В хоромах царицы Евдокии Лукьяновны жили для потехи дурки: Орька (Орютка, Оринка), Дунька-татарка, Дунька-немка, Палагейка, которую в 1640 г. привез из Пскова окольничий Василий Иванович Стрешнев; Манка (Марья) – девка и еще Манка-шутиха – слепая баба. Эта последняя была взята в хоромы царицы в 1632 г. у боярина князя Ивана Борисовича Черкасского. В том году апреля 28-го ей куплен в рядах следующий наряд: шапка женская камчатная лазоревая с пухом (околом); опашень вдовской черный суконный, телогрея киндячная лазоревая на зайцах; сапоги женские барановые красные, всего на 5 руб. 24 алт. 2 ден. В 1634 г. апреля 29-го ей сделана потешная шапка из червчатой да из желтой камки с бобровым околом. Июля 16-го куплена ей шляпа валеная белая. В 1636 г. марта 31-го этой шутихе, жонке Манке слепой, сделан сарафан крашенинный лазоревый, да сукня из червленого сукна с шелковою нашивкою и с оловянными пуговицами. Октября 29-го куплено ей на наряд 16 нитей бисеру белого, причем в записке она названа дуркою.
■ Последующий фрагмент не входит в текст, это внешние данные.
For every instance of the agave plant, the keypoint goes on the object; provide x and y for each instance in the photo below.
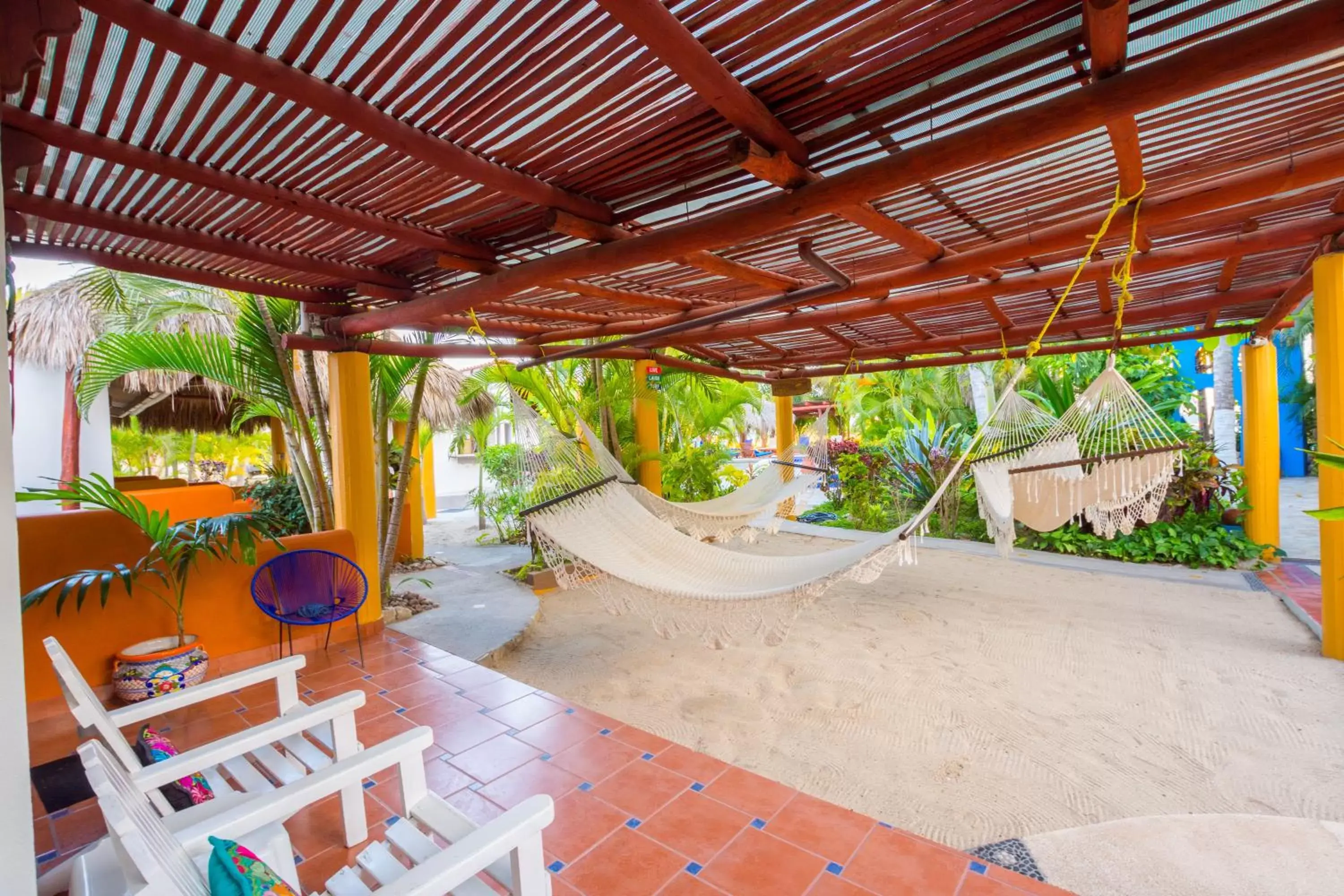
(175, 548)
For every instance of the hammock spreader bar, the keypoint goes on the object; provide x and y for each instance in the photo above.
(572, 493)
(1098, 458)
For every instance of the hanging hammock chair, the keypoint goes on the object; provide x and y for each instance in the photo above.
(1108, 461)
(729, 515)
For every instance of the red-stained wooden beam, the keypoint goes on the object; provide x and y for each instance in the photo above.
(182, 273)
(676, 47)
(1287, 38)
(1107, 35)
(709, 263)
(779, 170)
(297, 343)
(292, 201)
(66, 213)
(217, 54)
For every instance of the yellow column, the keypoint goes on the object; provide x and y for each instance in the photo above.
(410, 538)
(279, 450)
(353, 462)
(1260, 440)
(785, 436)
(428, 478)
(1328, 284)
(647, 439)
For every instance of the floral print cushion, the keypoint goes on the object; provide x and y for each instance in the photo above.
(236, 871)
(152, 746)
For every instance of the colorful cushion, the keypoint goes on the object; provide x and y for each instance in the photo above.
(152, 746)
(236, 871)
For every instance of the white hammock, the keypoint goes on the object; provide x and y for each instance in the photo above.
(1125, 454)
(597, 530)
(729, 515)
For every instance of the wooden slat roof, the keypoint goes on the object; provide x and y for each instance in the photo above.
(269, 179)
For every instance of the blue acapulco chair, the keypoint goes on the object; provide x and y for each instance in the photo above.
(311, 587)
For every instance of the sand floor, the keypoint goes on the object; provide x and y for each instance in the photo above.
(972, 699)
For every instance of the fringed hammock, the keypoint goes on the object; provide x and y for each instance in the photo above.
(729, 515)
(1107, 461)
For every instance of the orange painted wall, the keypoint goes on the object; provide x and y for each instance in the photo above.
(220, 606)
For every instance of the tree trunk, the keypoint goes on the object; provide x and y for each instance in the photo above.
(70, 436)
(1225, 406)
(404, 478)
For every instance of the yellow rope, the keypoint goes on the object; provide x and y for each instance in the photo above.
(1120, 202)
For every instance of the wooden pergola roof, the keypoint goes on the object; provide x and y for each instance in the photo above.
(831, 185)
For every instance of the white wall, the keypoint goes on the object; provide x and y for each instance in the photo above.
(39, 405)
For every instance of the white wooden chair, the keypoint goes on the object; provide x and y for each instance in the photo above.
(299, 741)
(158, 857)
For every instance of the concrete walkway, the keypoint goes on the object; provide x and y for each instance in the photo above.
(1300, 534)
(480, 610)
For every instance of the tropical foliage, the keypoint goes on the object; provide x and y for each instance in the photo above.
(175, 548)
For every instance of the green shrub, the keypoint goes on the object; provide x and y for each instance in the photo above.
(1194, 540)
(277, 497)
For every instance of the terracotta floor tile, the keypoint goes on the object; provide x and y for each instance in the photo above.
(498, 694)
(421, 692)
(892, 864)
(686, 884)
(537, 777)
(405, 676)
(834, 886)
(695, 825)
(757, 863)
(474, 676)
(691, 763)
(383, 727)
(581, 821)
(642, 789)
(640, 739)
(330, 677)
(624, 864)
(490, 759)
(822, 828)
(464, 732)
(449, 664)
(557, 734)
(475, 806)
(445, 780)
(750, 793)
(526, 711)
(596, 758)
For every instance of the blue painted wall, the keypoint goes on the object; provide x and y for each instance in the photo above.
(1291, 437)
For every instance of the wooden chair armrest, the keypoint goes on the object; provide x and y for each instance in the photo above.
(479, 849)
(279, 805)
(144, 710)
(237, 745)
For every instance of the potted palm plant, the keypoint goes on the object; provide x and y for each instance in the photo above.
(168, 663)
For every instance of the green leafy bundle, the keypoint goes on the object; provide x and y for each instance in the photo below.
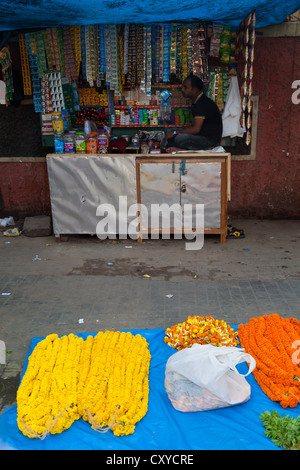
(282, 430)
Ноября 12-го куплено еще 6 нитей белого бисеру и два листа меди шумихи на потешную кику, на низанье. Наконец, в 1637 г. марта 10-го эта баба слепая была отправлена в подмосковное с. Ильинское с царицыным боярским сыном, причем заплачено за провоз 10 алт. Дурка Палагейка также оставалась недолго в хоромах царицы. Постоянно потешали царицу только четыре дурки: Манка, Орька и две Дуньки – татарка и немка. В разное время, смотря по надобности, им изготовлялись различные предметы их обыкновенной одежды из царицыной казны: тафьи, треухи, телогреи, сарафаны, сапоги барановые, телятинные, козловые, большею частию красные, иногда зеленые, такие же башмаки и т. п.
У царевны Ирины была также дурка Катерника (1643–1654 гг.). В 1643 г. мая 12-го ей куплена за 11 алт. женская сорока, шитая золотом.
К числу придворных дурок мы можем отнести и старицу Марфу уродливую, которая жила в Вознесенском монастыре и также называлась иногда и дуркою. Вероятно, она бывала часто и во дворце. По крайней мере, из дворца наравне со всеми другими подобными лицами она получала свою одежду и все содержание. В записках ее имя появляется с 1624 г. В этом году, сентября 15-го, ей скроена шуба теплая из немецкой черной тафты на бельем меху с бобровою опушкою; в 1629 г. апреля 4-го ей сшита ряска из немецкой тауспиной камки; 1630 г. октября 31-го сделана шуба крашенинная лазоревая на заячьем меху с бобровою опушкою; в 1631 г. мая 31-го ей сделан сарафан крашенинный лазоревый; июля 18-го наметка чернеческая; ноября 8-го опять сарафан крашенинный лазоревый; декабря 24-го в монатейном ряду куплен опостольник старицкой. Смотря по надобности, подобные предметы ее наряда в разное время изготовлялись во дворце или покупались в городских рядах. В 1640 г. генваря 19-го старица Марфа уродливая скончалась; на поминовение по ней царица раздала в церкви, богадельни и нищим 100 руб.